There was no number to call for help/ report any issue unfortunately. After A LOT of attempts, I finally managed to book a table and obtained a number to call (with a code) to enter before I could speak to someone in the customer service department, notifying them with issue. The lady on the phone was quite arrogant and she refused to believe that there was an error in the system. After a long conversation, I finally managed to get the reservation secured at the date I wanted.

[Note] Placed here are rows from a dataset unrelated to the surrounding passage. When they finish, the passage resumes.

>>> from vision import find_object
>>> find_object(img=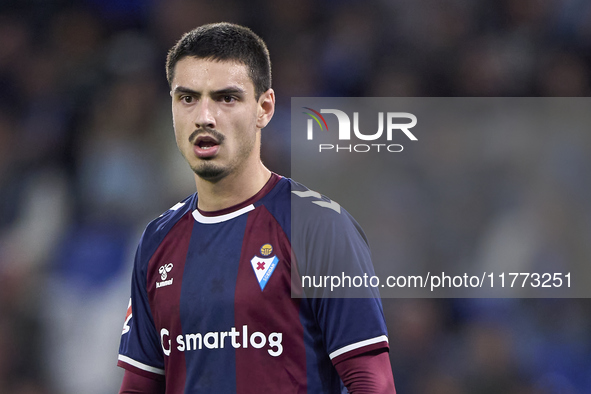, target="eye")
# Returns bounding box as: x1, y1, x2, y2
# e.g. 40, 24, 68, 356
180, 95, 193, 103
221, 95, 235, 103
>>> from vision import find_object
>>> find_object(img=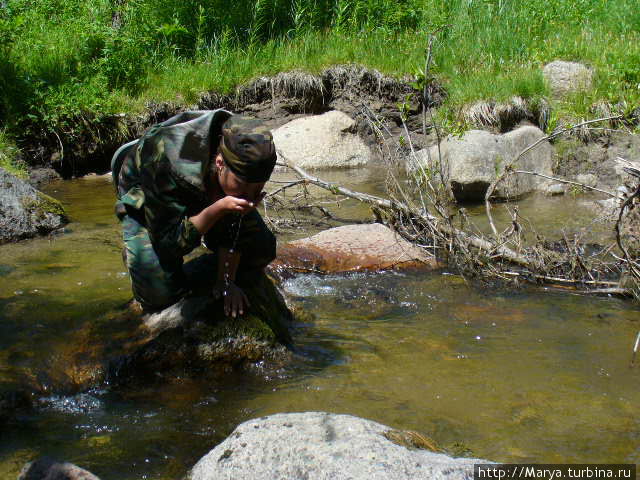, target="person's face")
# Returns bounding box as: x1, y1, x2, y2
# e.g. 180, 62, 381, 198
215, 153, 265, 202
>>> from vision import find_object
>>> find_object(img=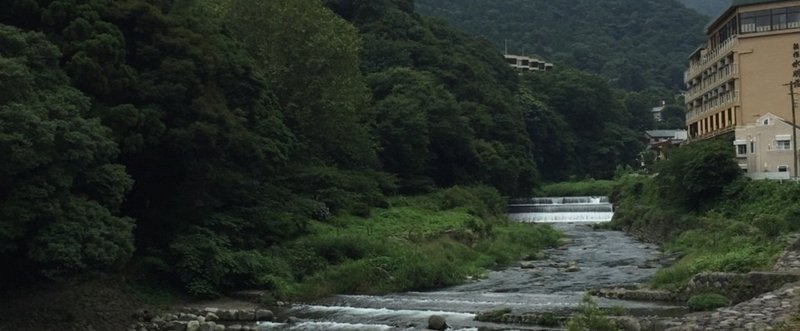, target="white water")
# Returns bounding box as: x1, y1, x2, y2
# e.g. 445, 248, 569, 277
507, 196, 614, 223
254, 197, 671, 330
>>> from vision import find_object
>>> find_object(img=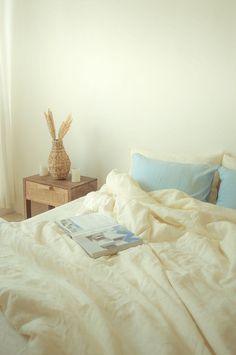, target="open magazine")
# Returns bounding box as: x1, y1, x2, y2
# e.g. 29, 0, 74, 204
57, 213, 143, 258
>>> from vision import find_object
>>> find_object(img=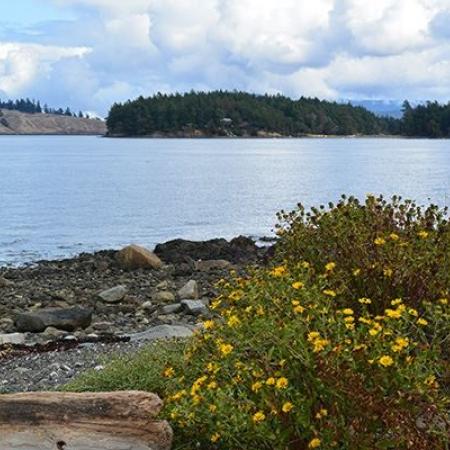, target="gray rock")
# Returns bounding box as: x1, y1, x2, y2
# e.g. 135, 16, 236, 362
0, 333, 25, 345
127, 324, 194, 342
91, 321, 114, 332
98, 285, 127, 303
181, 300, 208, 316
160, 303, 182, 315
194, 259, 232, 271
177, 280, 198, 299
0, 318, 14, 333
15, 307, 92, 333
141, 301, 154, 311
153, 291, 176, 303
0, 276, 14, 288
156, 280, 169, 291
42, 327, 67, 339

It was great to see how the Fat Duck evolved. When I first visited in 2006, the tasting menu was about showing off new and exciting cooking techniques. Back then, molecular gastronomy has just started to become cool in UK. It was certainly amazing to eat there. We had a relaxing weekend lunch from 1-5pm. The service was quite slow between courses but it did not matter that much as there was great company. We then had a stroll in the lovely village of Bray after the meal.
The meal in 2010 was the most unimpressive. It was the time when Heston had a lot of TV programmes on. The tasting menu started to have narratives, but some were a bit forced. The technique used in the cooking was quite similar to 2006. It was not very memorable.
How about 2015? The meal had more than tripled in price since 2006. Heston has become more internationally famous than ever. Ambition grew too.
Dining is no longer just about food, but the whole experience from the moment we arrive. The whole tasting menu is tied together by a story of travelling, based on Heston’s childhood memories. It is enhanced by not only just flavour, but texture, lighting, smell, sound, movement and playful subtle scene setting. There was not a dull moment in the meal as there was always something curious for us to wonder, amused or amazed by. It was fun and exciting, just like how a good holiday should be!
In terms of the food itself, there were a few dishes repeated from 2010. But I could tell that execution has been reviewed and carefully improved. The new dishes were complex, with more contrast but yet balancing flavours and textures. Presentation has become more exquisite too.
They even managed to in find ways to introduce personalised surprises in the meal, which was made us feeling special. If ”the itinerary” was a play, it was a well rehearsed and brilliantly executed one. The timing of each course was fantastic with minimum waiting. Comparing to 2006, the Fat Duck has transformed so much!
One minor criticism though, as there is always one for a perfectionist: I questioned the use of glass in such a small dining area. The problem of glass is that it reflects. The table next to us had a lady who talked very loudly and sitting next to the glass walls meant that we could not have a quite moment to ourselves- her voice just got amplified like surround sound. It was awful! Luckily the helpful staff let us move to another table so our romantic dinner did not get disturbed. It would be better to request a table away from the glass walls at the time of booking if you would like a tranquil and enjoyable meal.